Figure 5. Correlation heatmap reveals the relationships between soil properties and bacterial gene abundance, the alpha diversity index and the predominant phyla in the rhizosphere soils under three fertilization regimes. The CK, CMI, and CMR represent the winter fallow, the rotation with and incorporation of Chinese milk vetch, and the rotation with and mowing of Chinese milk vetch within a double-rice cropping system, respectively. *, ** indicate p < 0.05 and p < 0.01, respectively.
3.4 Soil quality index and rice grain yields
In comparison to CK, the incorporation of Chinese milk vetch in crop rotation significantly enhanced the Soil Quality Index (SQI), particularly for CMI, which exhibited an improvement of 6.92% (P < 0.05, Figure 6). Furthermore, rotation with Chinese milk vetch led to an increase in rice grain yield. Specifically, the CMI resulted in enhancements of 10.77%, 13.49%, and 12.4% in early, late, and annual rice grain yields, respectively. In contrast, CMR yielded increases of 6.22%, 7.5%, and 7.03% for early, late, and annual rice grain yields when compared to CK (Figure 7a). Notably, a significant positive correlation was identified between the SQI and rice yield, particularly for late rice (R² = 0.48, P = 0.039; Figure 7b) and for annual rice yield (R² = 0.46, P = 0.046; Figure 7b).

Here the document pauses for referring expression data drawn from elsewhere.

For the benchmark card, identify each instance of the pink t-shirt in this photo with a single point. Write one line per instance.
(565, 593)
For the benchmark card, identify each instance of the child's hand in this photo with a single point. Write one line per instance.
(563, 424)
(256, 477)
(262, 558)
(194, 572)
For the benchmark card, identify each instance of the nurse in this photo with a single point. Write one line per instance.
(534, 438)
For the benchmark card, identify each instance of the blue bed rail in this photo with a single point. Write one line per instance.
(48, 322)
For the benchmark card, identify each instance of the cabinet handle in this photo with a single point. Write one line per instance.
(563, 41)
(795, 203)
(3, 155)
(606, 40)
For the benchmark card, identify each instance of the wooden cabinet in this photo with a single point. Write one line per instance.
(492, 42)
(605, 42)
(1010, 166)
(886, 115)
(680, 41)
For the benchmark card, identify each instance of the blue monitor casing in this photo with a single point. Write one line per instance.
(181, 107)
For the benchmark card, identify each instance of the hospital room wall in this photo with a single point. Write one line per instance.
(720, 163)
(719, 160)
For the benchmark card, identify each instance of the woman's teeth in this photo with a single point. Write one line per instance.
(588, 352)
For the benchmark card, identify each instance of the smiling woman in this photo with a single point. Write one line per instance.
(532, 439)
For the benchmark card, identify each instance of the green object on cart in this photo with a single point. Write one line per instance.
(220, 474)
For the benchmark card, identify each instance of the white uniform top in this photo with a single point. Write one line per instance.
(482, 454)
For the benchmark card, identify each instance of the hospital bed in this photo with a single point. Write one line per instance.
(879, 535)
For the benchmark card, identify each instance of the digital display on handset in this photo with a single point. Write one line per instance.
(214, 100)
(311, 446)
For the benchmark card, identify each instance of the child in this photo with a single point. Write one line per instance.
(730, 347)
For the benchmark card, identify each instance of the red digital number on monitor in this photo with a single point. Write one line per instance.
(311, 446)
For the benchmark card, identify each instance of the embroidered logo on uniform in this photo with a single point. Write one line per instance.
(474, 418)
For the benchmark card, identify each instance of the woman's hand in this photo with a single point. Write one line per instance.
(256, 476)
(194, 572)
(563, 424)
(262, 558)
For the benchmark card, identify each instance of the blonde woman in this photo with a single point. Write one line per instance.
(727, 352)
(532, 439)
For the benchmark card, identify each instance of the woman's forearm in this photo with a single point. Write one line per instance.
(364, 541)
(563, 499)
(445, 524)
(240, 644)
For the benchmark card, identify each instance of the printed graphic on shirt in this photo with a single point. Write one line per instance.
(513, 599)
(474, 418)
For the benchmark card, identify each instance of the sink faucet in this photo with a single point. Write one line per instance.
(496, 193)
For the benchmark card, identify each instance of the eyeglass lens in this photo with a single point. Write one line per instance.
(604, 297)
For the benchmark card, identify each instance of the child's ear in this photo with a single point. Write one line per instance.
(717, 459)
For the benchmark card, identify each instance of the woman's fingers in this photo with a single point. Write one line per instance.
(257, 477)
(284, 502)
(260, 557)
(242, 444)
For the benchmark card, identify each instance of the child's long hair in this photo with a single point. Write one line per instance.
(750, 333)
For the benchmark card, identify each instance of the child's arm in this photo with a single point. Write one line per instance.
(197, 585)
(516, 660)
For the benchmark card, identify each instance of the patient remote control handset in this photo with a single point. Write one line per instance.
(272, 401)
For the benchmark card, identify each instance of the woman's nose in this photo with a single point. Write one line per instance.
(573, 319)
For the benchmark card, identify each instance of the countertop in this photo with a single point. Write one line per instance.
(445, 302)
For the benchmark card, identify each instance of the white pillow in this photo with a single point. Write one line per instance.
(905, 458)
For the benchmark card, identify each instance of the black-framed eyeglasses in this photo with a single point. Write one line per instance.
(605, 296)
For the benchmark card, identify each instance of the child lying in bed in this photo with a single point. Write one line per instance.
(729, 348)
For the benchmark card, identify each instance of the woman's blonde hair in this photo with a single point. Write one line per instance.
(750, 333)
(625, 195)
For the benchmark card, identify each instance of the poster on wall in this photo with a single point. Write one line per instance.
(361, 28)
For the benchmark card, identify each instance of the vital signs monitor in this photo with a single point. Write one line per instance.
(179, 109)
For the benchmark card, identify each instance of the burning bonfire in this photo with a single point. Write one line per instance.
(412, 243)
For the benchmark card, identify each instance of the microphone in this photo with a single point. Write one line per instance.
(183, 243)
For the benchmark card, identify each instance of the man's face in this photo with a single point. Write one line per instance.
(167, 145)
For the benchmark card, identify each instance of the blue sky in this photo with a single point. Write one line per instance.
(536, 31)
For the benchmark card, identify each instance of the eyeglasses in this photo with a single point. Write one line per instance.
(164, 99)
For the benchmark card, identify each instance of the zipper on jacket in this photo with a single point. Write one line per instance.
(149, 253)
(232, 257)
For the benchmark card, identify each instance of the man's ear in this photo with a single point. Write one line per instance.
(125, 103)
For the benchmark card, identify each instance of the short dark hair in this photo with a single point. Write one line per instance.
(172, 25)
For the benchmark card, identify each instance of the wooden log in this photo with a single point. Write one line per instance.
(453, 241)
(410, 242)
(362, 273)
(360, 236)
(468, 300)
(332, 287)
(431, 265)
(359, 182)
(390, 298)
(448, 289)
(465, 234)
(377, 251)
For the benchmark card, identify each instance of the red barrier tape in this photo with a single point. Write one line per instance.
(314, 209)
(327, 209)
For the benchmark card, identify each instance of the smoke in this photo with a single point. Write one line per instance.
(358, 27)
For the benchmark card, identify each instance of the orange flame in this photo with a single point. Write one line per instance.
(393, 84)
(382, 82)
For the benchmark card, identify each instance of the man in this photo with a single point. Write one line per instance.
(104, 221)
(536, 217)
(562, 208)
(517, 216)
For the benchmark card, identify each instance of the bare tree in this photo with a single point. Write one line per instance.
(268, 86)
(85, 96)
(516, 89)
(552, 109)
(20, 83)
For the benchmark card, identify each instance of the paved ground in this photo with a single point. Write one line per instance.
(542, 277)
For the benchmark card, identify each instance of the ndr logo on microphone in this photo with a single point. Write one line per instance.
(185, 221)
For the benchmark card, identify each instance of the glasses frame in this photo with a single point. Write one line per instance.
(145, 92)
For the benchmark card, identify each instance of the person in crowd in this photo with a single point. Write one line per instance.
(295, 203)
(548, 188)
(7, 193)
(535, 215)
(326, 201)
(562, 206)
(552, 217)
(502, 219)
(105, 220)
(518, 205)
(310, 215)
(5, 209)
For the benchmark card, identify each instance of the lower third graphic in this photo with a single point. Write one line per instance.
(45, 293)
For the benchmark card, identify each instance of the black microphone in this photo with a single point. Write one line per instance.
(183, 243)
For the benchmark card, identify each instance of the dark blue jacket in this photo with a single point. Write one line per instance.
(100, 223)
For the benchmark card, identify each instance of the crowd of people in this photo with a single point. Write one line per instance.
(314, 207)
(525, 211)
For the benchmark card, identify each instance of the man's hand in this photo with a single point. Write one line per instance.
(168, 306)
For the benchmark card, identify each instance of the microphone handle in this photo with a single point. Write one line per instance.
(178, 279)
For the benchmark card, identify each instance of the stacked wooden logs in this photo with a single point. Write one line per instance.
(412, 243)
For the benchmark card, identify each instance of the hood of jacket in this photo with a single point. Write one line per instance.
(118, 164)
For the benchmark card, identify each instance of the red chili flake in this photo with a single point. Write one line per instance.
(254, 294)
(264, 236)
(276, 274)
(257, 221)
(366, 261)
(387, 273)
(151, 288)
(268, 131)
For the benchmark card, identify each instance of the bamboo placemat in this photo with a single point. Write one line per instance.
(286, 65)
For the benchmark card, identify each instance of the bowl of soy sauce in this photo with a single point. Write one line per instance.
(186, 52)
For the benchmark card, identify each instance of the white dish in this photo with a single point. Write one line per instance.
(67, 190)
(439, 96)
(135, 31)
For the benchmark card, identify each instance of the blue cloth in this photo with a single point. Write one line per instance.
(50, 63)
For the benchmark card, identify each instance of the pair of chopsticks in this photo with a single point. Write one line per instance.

Figure 6. Soil quality index (SQI) responds to different fertilization regimes. The CK, CMI, and CMR represent winter fallow, rotation with and incorporation of Chinese milk vetch, and rotation with and mowing of Chinese milk vetch in a double-rice cropping system, respectively. Bars with different lowercase letters indicate significant differences between different fertilization (p < 0.05). Values presented are the average (± SE) of three replicates.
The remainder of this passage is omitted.